Satisfaction of Conditions for the Rights Issue
As previously disclosed, the Company will, subject to the AGM’s approval, carry out a preferential rights issue for approximately SEK 5 billion. The rights issue is supported by the Company’s four largest shareholders and by a syndicate of underwriters on the conditions that, inter alia, the Group refinances approximately SEK 2 billion in aggregate principal amount of bonds maturing in 2010 and a final agreement on SEK 500 million in cost-cutting measures is reached with unions representing the Group’s pilots and cabin crew personnel.
The condition relating to the cost-cutting measures of SEK 500 million was satisfied by the final agreement reached with the unions on 12 March 2010, as previously disclosed. With respect to the refinancing condition, the Company has recently issued bonds on the EMTN market in an aggregate principal amount of €60 million, or approximately SEK 600 million. Among other things, the proceeds from the issue of the Bonds and EMTN financing will be used to repay certain of the Group’s current liabilities in 2010. Upon the issue of the Bonds, and subject to the rights issue, SAS will have met the condition to refinance approximately SEK 2 billion of its bonds maturing in 2010 and thereby the two key conditions for the rights issue.
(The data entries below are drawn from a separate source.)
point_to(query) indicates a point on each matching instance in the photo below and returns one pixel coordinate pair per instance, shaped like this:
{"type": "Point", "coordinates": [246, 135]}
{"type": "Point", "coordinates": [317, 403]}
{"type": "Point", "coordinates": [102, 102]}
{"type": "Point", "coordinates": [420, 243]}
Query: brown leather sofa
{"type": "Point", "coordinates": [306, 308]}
This announcement does not constitute or form part of an offer to sell or the solicitation of an offer to subscribe for any securities of SAS.
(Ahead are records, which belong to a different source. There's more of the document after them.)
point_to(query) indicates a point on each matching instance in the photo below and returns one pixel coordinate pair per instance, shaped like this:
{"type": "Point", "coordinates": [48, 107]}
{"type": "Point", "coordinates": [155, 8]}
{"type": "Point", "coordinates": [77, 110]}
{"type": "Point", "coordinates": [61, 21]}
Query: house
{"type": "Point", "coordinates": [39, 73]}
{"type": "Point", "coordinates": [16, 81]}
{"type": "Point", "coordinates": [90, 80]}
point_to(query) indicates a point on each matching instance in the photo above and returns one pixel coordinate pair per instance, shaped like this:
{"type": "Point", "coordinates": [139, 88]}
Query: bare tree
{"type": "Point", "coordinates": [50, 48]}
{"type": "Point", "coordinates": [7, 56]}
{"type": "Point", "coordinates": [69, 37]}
For further information, please contact
Sture Stølen, Head of SAS Group Investor Relations, +46 70 997 1451.
SAS discloses this information pursuant to the Swedish Securities Market Act and/or the Swedish Financial Instruments Trading Act. The information was provided for publication on 19 March 2010, at 2.35 pm CET.
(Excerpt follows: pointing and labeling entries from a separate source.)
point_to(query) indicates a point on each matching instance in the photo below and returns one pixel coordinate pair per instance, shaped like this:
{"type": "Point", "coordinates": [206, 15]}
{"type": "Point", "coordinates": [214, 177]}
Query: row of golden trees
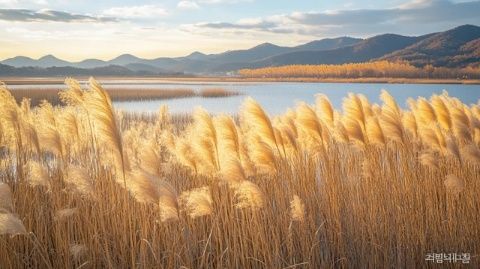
{"type": "Point", "coordinates": [377, 69]}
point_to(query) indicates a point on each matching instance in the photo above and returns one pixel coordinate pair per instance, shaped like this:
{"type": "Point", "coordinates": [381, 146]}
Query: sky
{"type": "Point", "coordinates": [81, 29]}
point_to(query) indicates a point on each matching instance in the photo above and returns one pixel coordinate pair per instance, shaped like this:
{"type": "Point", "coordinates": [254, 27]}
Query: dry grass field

This press release is not being issued in or to the United States of America, Canada, Australia, Japan or in any other jurisdiction in which such distribution would be prohibited by applicable law. This press release does not constitute or form part of an offer or solicitation of an offer to purchase or subscribe for securities in the United States. The Bonds and the shares referred to herein will not be registered under the United States Securities Act of 1933, as amended, and may not be offered or sold in the United States, except pursuant to an applicable exemption from registration.
This press release is directed only at persons who (i) are outside the United Kingdom or (ii) have professional experience in matters relating to investments who fall within Article 19(5) (“investment professionals”) of The Financial Services and Markets Act 2000 (Financial Promotion) Order 2005 (as amended) (the “Order”) or (iii) are persons falling, within Article 49(2)(a) to (d) (“high net worth companies, unincorporated associations etc”) of the Order (all such persons together being referred to as “relevant persons”). This press release is directed only at relevant persons and must not be acted on or relied on by persons who are not relevant persons. Any investment or investment activity to which this press release relates is available only to relevant persons and will be engaged in only with relevant persons.
In addition, if and to the extent that this press release is communicated in, or the offered securities to which it relates is made in, any EEA member state that has implemented Directive 2003/71/EC (together with any applicable implementing measures in any member state, the “Prospectus Directive”), this press release and the offering described herein are only addressed to and directed at persons in that member state who are “qualified investors” within the meaning of the Prospectus Directive (or who are other persons to whom the offer may lawfully be addressed) and must not be acted on or relied on by other persons in that member state.
J.P. Morgan is acting for the Company and no one else in connection with the offer of the Bonds and will not be responsible to any other person for providing the protections afforded to their client, or for providing advice in relation to the proposed offer of the Bonds.